This Upanishad is only two pages long and often appears at the beginning of Upanishad collections. It has a poetic grandeur and a directness that makes it vital and alive. Gandhi said of this Upanishad:
“If all the Upanishads and all the other scriptures happened all of a sudden to be reduced to ashes, and if only the first verse in the Ishopanishad were left in the memory of the Hindus, Hinduism would live forever”.
In this Upanishad we learn that we must unite meditation and action. If we get lost in one or the other our life will be flat. Through materialism and being too invested in the world we lose touch with our inner life. Simultaneously, if we are too hypnotized by our own thoughts and feelings and lose touch with others, we will be lost. We must unite these inward and outward movements and so rise above them to the supreme reality of God. This Upanishad emphasises that God is both immanent AND transcendent. We must embrace both these aspects in order to go beyond duality.
Let’s look at a few verses of this Upanishad;
“The Lord is enshrined in the hearts of all.
The Lord is the supreme Reality.
Rejoice in him through renunciation.
Covet nothing. All belongs to the Lord”.
This is the first verse of the Isha Upnaishad, as mentioned by Ghandi above. In these few short lines we can feel this immense love and devotion to God. We understand that God is implanted in all of creation, is in the very heart of every being. We understand that renunciation leads to this state of rapture in God. In giving up the trinkets of the world we will be given the manna of heaven. We also understand the principle of nonattachment. Nothing is ours. This transient life is but a slideshow in the mind of God. God is supreme and all belongs to God. If we act with this knowledge we will quite naturally rejoice.
“The Self seems to move, but is ever still.
He seems far away, but is ever near.
He is within all, and he transcends all.”

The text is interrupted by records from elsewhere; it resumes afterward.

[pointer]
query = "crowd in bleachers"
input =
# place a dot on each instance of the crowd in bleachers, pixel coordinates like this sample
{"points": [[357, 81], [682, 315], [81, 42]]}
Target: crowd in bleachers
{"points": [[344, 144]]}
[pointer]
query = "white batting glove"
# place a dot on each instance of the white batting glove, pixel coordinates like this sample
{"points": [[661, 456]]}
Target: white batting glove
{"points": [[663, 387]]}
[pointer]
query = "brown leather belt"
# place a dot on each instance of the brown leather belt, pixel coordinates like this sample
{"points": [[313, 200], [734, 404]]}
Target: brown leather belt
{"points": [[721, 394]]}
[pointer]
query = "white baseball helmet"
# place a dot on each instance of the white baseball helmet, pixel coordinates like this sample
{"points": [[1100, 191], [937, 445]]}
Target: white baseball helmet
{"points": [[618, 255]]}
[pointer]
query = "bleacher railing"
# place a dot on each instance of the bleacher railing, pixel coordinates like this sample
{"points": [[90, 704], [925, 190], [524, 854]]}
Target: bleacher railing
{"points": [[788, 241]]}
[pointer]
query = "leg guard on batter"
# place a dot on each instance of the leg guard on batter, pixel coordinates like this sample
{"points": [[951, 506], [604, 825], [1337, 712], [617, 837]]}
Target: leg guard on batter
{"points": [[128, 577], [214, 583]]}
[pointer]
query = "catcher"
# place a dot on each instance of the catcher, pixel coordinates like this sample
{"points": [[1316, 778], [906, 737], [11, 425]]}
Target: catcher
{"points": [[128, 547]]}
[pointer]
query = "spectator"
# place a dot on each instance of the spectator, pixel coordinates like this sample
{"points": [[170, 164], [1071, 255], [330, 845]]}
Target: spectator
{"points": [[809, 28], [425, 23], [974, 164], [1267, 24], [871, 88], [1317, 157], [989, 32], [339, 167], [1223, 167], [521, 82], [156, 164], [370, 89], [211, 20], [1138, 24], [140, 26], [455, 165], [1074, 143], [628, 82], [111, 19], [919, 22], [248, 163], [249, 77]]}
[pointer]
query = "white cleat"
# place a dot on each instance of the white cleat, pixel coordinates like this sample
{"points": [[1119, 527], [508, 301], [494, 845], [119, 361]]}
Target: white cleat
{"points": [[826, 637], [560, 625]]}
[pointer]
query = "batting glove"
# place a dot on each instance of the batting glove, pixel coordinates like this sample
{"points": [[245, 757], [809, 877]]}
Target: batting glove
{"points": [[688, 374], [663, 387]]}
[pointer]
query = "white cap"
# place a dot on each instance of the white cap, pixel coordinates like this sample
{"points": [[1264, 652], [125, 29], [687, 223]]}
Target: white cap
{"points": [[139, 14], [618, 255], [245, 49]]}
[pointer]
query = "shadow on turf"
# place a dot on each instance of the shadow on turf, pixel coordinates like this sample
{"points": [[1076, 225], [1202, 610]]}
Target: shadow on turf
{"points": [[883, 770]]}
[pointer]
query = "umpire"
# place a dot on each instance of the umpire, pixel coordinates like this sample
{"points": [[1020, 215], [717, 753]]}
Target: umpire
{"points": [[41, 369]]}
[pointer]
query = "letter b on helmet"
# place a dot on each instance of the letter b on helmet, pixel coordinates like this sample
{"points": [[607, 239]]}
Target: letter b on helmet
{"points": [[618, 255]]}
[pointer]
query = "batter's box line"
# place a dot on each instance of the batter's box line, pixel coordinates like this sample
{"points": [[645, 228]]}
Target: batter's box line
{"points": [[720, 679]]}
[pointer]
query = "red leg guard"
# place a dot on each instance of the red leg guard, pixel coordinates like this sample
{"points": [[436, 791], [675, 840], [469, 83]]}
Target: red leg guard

This short verse contains seeming paradoxes but points us to the reality of God and the Self, right here and now. What I take from this verse is that we have chosen to enter this dance of Maya and to become wrapped up in illusion. God is closer than our breath and we can touch him, right now, through stillness.
“The face of truth is hidden by your orb
Of gold, O sun. May you remove your orb
So that I, who adore the true, may see
The glory of truth. O nourishing sun,
Solitary traveler controller,
Source of life for all creatures, spread your light
And subdue your dazzling splendor
So that I may see your blessed Self
Even that very self am I!”
I love this verse because the rest of this Upanishad is very direct and clear, yet this verse uses some subtle imagery. It seems to be using the sun as a metaphor for God and implying that the brilliance of the sun (God) is so dazzling that we cannot see beyond its appearance to the truth.
“O god of fire, lead us by the good path
To eternal joy. You know all our deeds.
Deliver us from evil, we who bow
And pray again and again.”
This is the final verse of the Isha Upanishad. It equates God with the transformative element of fire, calling for us to be purified and delivered from evil. It tells us that nothing can be hidden from God and calls for us to offer ourselves in supplication to God not once, but again and again. Only through this continuous offering of ourselves to God will we be delivered from illusion and united with our Creator. We must choose the good path again and again in order to reach eternal joy (enlightenment and unity with God).